Meet the New Music Industry: Musician Biz Predictions for 2014


Streaming Music

There are two kinds of artists: those who made more profitable royalties in the pre-streaming era, and those who didn’t. The former are a loudly vocal minority, and will not let up in 2014. But most musicians are waking up to bigger and more frequent checks from streaming music. Popular EDM artist Avicii is already making more money from streaming than from sales, a trend that will only continue to grow. As this long tail slowly shakes itself awake, Spotify, Pandora and the like will also continue growing, but will continue to face profitability issues in light of exorbitant major label licensing fees. A bunch of awesome streaming music startups will be shut down in their prime from these major label licensing pressures (like Offsetting this bummer is the trend of artists opening their own fan subscription services, rendering the silly streaming music debate mostly moot (more on that below).


Crowdfunding is a bigger deal than most people imagine. We continue to believe crowdfunding will be a cornerstone of the way many things will be produced in the 21st century. Like 3D printing and nanotechnology, we are at the beginning of an exciting revolution enabled by technology. Music is perhaps one of the best suited art forms for crowdfunding, because albums have never been cheaper to produce and provide a convenient reward to anchor a campaign on. We’ll see Pledge Music become a major player this year, legitimizing music crowdfunding by touting projects by big-name acts. Well-established bands like The Hold Steady, The Presidents of the United States of America and Sevendust have already well exceeded their six-figure goals. Pledge Music is unique in that they don’t generally publish the dollar amount being raised by the artist, only a percentage toward goal. This makes it about the music and not the money, something that appeals to business-phobic musicians. Kickstarter will continue to reign supreme, though Indiegogo, Rockethub and a slew of other competitors will grow by taking the risk on bands that can’t raise the full project amount. But that’s not even the most exciting crowdfunding-related prediction…

Fan Subscription Services

We believe 2014 will go down in music business history as the year artists started opening their own fan subscription services. Part streaming music, part crowdfunding and part fan club, these hybrid platforms are currently being offered by acts like Rabbit Rabbit and Deadmau5. It seems like every week there’s a new artist that is launching one. The common thread seems to be the idea of a very low monthly subscription price ($1-$5), exclusive packages of monthly content (singles, videos, text, art, etc.) and a website where fans can log in, view said content, and interact with the band and each other. Deadmau5 even teaches EDM production to his fans with livestreams of him in the studio composing tracks. It’s going to be an exciting new world for artists, which leads me to…

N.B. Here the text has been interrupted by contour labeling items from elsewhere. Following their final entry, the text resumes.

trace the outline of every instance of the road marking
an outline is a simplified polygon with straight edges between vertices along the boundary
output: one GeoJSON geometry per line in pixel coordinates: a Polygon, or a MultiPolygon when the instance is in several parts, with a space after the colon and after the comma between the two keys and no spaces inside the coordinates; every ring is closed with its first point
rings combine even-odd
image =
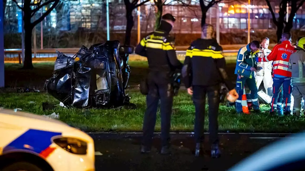
{"type": "Polygon", "coordinates": [[[275,139],[282,138],[295,138],[294,137],[250,137],[252,139],[275,139]]]}
{"type": "Polygon", "coordinates": [[[103,154],[99,152],[95,152],[95,155],[102,155],[103,154]]]}

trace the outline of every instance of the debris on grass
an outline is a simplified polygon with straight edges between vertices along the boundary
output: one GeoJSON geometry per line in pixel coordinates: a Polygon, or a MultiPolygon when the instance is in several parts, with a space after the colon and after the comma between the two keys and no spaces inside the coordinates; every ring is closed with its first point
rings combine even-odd
{"type": "Polygon", "coordinates": [[[59,119],[59,115],[58,113],[57,113],[57,114],[56,114],[55,112],[53,112],[50,115],[44,115],[43,116],[45,116],[47,117],[52,118],[52,119],[59,119]]]}
{"type": "Polygon", "coordinates": [[[16,109],[14,109],[14,111],[15,112],[16,112],[17,111],[20,111],[22,110],[22,109],[20,109],[20,108],[16,108],[16,109]]]}

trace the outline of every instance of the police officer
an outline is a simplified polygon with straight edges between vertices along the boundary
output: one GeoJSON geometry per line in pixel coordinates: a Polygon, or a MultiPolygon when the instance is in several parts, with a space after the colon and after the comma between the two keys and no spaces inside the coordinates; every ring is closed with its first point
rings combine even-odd
{"type": "MultiPolygon", "coordinates": [[[[296,51],[291,45],[291,34],[289,33],[284,33],[282,34],[282,42],[273,47],[271,53],[267,56],[262,58],[257,58],[258,62],[268,62],[273,61],[273,95],[271,101],[270,114],[276,114],[276,109],[278,104],[278,97],[280,90],[283,86],[284,97],[283,114],[290,114],[290,101],[292,86],[291,84],[291,71],[289,68],[289,61],[291,54],[296,51]]],[[[277,115],[283,116],[283,113],[279,111],[277,115]]]]}
{"type": "MultiPolygon", "coordinates": [[[[271,50],[268,48],[269,42],[269,38],[268,37],[264,37],[262,39],[260,48],[264,51],[265,56],[268,56],[271,53],[271,50]]],[[[272,72],[272,62],[271,61],[258,63],[256,78],[255,78],[257,89],[259,88],[262,82],[263,81],[266,93],[269,96],[272,96],[272,85],[273,84],[271,74],[272,72]]]]}
{"type": "Polygon", "coordinates": [[[156,124],[156,114],[161,100],[161,153],[169,153],[170,117],[173,105],[173,88],[171,75],[183,65],[177,59],[174,40],[169,35],[176,20],[167,14],[162,16],[160,26],[143,39],[137,46],[136,54],[147,58],[149,72],[147,79],[148,92],[147,108],[143,123],[143,138],[141,152],[150,152],[156,124]]]}
{"type": "Polygon", "coordinates": [[[293,115],[300,117],[302,98],[305,97],[305,37],[297,42],[296,51],[291,54],[289,59],[289,68],[291,71],[292,95],[293,96],[293,115]]]}
{"type": "Polygon", "coordinates": [[[238,94],[228,79],[224,69],[225,61],[222,54],[222,48],[214,38],[214,34],[212,25],[206,24],[203,26],[201,38],[193,41],[186,51],[181,74],[188,92],[193,96],[195,106],[195,155],[199,156],[203,148],[206,95],[207,94],[211,155],[213,157],[217,158],[220,155],[217,119],[221,83],[224,83],[229,90],[231,90],[229,92],[234,97],[231,101],[235,101],[238,94]]]}

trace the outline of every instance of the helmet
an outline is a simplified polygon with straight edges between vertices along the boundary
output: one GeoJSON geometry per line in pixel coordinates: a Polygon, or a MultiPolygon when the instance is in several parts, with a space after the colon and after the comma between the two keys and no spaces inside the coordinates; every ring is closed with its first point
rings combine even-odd
{"type": "Polygon", "coordinates": [[[175,18],[175,17],[169,13],[167,13],[163,15],[163,16],[162,16],[162,19],[170,20],[174,22],[176,21],[176,19],[175,18]]]}
{"type": "Polygon", "coordinates": [[[214,26],[211,24],[205,24],[202,27],[202,33],[203,37],[206,39],[214,38],[214,26]]]}
{"type": "Polygon", "coordinates": [[[301,38],[298,42],[298,46],[305,50],[304,49],[304,45],[305,44],[305,37],[303,37],[301,38]]]}

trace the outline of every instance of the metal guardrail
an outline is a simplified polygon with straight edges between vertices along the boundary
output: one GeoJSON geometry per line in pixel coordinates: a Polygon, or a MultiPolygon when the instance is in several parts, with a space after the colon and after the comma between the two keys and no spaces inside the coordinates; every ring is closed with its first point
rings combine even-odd
{"type": "MultiPolygon", "coordinates": [[[[275,44],[270,44],[269,47],[273,48],[275,44]]],[[[221,45],[224,49],[235,49],[235,50],[224,50],[223,51],[225,56],[236,55],[238,52],[238,50],[241,47],[246,46],[246,44],[231,44],[221,45]]],[[[181,56],[185,54],[185,50],[188,48],[189,46],[180,46],[176,47],[177,50],[177,54],[181,56]]],[[[65,54],[67,56],[73,56],[79,50],[80,48],[58,48],[57,49],[37,49],[36,54],[34,54],[34,50],[32,49],[32,58],[47,58],[56,57],[57,54],[56,51],[60,51],[65,54]]],[[[20,63],[21,63],[21,49],[10,49],[4,50],[5,57],[8,58],[18,58],[20,63]]]]}

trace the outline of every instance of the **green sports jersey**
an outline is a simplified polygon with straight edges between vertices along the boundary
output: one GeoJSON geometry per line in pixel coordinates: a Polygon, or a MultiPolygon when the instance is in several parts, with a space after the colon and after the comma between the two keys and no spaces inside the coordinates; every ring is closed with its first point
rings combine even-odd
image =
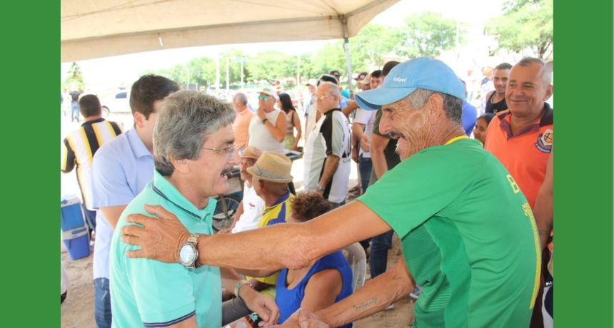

Meet the New Music Industry

We’re firm believers that in 5-10 years, many artists will have their own monetized interactive channels of content, and a new industry will pop up around curating these channels. The major labels own ~70% of the world’s music rights, and largely control the industry and music in general by exploiting those rights. They legislate effectively perpetual copyright terms to protect their profits and stifle the public domain. Increasingly, artists will reject participating in this racket in favor of controlling their own careers. A similar movement is starting to take shape across all manner of creative professions. It will become more profitable to own your rights, rather then sell to a third party for exploitation, particularly because the cost of music marketing and production will have approached historic lows. The biggest barrier to this change is the market monopoly the major labels enjoy, and the dominating influence the entertainment industry brings to bear on copyright law. Yet we are witnessing a growing resistance to copyright maximalism. Consumers have always had the choice of supporting the artist directly… in the future, the artist will gain this choice because there will be no value the label can provide that rivals direct access to their fans via their owned, subscription-based, exclusive content and interaction channel.